POLICE Scotland has been ordered to pay £130,000 legal costs to a former Rangers administrator in connection with his damages claim for his detention during a investigation into the club’s takeover by Craig Whyte.
The payment comes as David Whitehouse is suing Police Scotland and Lord Advocate James Wolffe QC. He is seeking £9million in damages.
Joint Rangers administrators David Whitehouse and colleague Paul Clark from administrators Duff and Phelps were detained in November 2014 and later charged by police investigating the businessman Craig Whyte’s takeover of the club in 2011.
But the case was dropped after a court hearing before judge Lord Bannatyne in June last year.

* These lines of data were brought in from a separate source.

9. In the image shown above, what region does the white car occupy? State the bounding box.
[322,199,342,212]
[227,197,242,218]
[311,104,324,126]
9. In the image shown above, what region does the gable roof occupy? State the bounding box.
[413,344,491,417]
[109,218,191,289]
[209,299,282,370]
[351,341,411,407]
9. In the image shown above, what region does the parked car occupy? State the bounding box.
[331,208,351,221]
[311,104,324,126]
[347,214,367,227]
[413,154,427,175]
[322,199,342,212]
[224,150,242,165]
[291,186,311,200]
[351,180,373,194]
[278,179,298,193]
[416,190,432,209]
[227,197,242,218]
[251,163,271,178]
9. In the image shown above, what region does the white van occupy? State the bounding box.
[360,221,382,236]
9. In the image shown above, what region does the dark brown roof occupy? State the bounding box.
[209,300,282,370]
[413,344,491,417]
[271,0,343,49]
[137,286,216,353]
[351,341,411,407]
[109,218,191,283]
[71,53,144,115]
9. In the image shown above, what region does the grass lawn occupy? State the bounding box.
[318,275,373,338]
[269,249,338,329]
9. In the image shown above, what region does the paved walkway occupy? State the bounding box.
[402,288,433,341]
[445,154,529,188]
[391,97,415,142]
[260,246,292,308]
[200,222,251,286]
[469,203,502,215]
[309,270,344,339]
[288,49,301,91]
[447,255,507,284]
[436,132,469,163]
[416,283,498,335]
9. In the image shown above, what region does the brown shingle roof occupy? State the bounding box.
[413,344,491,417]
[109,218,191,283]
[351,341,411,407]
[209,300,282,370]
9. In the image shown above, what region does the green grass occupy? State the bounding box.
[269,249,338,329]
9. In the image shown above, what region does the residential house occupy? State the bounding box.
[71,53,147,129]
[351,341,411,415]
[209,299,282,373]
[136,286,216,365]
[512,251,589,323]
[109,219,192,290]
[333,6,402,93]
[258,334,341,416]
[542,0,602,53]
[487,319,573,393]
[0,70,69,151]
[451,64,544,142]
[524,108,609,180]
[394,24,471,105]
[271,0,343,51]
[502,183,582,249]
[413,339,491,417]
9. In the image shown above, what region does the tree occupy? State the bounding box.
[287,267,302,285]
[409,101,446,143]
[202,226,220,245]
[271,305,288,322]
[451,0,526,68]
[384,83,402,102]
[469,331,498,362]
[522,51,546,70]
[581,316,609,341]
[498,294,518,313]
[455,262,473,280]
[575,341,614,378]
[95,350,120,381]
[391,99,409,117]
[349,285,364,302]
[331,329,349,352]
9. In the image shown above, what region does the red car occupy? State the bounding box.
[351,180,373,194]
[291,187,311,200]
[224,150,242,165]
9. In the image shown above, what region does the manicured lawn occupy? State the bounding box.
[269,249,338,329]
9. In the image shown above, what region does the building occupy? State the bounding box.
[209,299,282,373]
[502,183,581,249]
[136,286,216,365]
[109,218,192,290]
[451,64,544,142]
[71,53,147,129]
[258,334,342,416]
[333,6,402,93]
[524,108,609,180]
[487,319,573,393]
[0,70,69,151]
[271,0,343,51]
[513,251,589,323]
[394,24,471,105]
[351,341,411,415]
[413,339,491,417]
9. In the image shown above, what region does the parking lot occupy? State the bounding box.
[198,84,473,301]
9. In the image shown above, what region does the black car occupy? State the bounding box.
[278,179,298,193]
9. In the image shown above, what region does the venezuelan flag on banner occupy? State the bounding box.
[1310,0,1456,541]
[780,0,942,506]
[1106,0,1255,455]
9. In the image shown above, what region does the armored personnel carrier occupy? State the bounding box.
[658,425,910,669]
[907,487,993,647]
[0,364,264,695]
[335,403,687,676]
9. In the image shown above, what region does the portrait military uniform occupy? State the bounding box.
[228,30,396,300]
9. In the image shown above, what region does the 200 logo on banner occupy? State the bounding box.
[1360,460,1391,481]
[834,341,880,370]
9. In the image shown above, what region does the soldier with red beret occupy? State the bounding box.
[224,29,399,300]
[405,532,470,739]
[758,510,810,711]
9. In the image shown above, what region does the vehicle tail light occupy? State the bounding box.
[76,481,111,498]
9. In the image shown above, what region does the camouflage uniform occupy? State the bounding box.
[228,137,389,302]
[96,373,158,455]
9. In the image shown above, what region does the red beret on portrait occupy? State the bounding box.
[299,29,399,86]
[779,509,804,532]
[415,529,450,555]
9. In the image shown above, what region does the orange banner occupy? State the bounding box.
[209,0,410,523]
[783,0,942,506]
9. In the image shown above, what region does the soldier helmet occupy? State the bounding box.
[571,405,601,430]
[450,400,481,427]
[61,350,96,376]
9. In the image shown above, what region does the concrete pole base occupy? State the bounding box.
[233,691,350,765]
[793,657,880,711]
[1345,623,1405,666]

Mr Whitehouse’s lawyers claimed that throughout the period of detention, there were no reasonable grounds to suspect that Mr Whitehouse had broken the law.
Mr Whitehouse, 52, claims that police obtained evidence without following proper legal procedure. The lawyers say an indictment was issued against him without any “evidential basis”.
The latest case revolved around the argument that Police Scotland’s justifications for pursuing Mr Whitehouse were ‘wrong and had to be fundamentally changed’.
Among the challenges contested in a summary decree, was a claim described as false by Mr Whitehouse that he had attempted to pervert the course of justice by lying in witness statements about his knowledge that Craig Whyte planned to sell off rights to three years of future season tickets to investment firm Ticketus in a bid to raise £24 million as part of his bid to buy Rangers from Sir David Murray.
Details of the award came in a hearing over a Police Scotland Court of Session challenge to the amount of the costs which was due before Lord Malcolm.
Mr Whitehouse said that “a great deal of time and public money had been wasted” in dealing with the claim defence issues.
“That resulted in the court requiring the police to pay the substantial costs associated with their mistake,” he said.
A Police Scotland spokesman said: “We are currently involved in three related ongoing court cases. As these are ongoing it is inappropriate for us to comment, however it should be noted that as far as the financial aspects of one of these cases is involved, the sum eventually agreed upon had been independently audited following a challenge to the sums charged in the account.”
The Scottish Courts and Tribunals Service was unable to confirm details of the costs case.
Mr Whitehouse’s “wrongful detention” claim for damages is continuing.
Last year, Mr Whyte was cleared of taking over the club by fraud at the end of a seven-week trial at the High Court in Glasgow .
Fraud charges were previously dropped against Mr Whitehouse and Mr Clark, ex-chief executive Charles Green, solicitor Gary Withey, David Grier, senior partner at accountancy Duff and Phelps, as well as ex-Rangers director Imran Ahmad.
The payout comes two years after Duff and Phelps’ London legal firm Holman Fenwick Willan was awarded £500,000 costs after police and prosecutors were found by the High Court in London to have “abused state powers” by carrying out an illegal raid while investigating the takeover.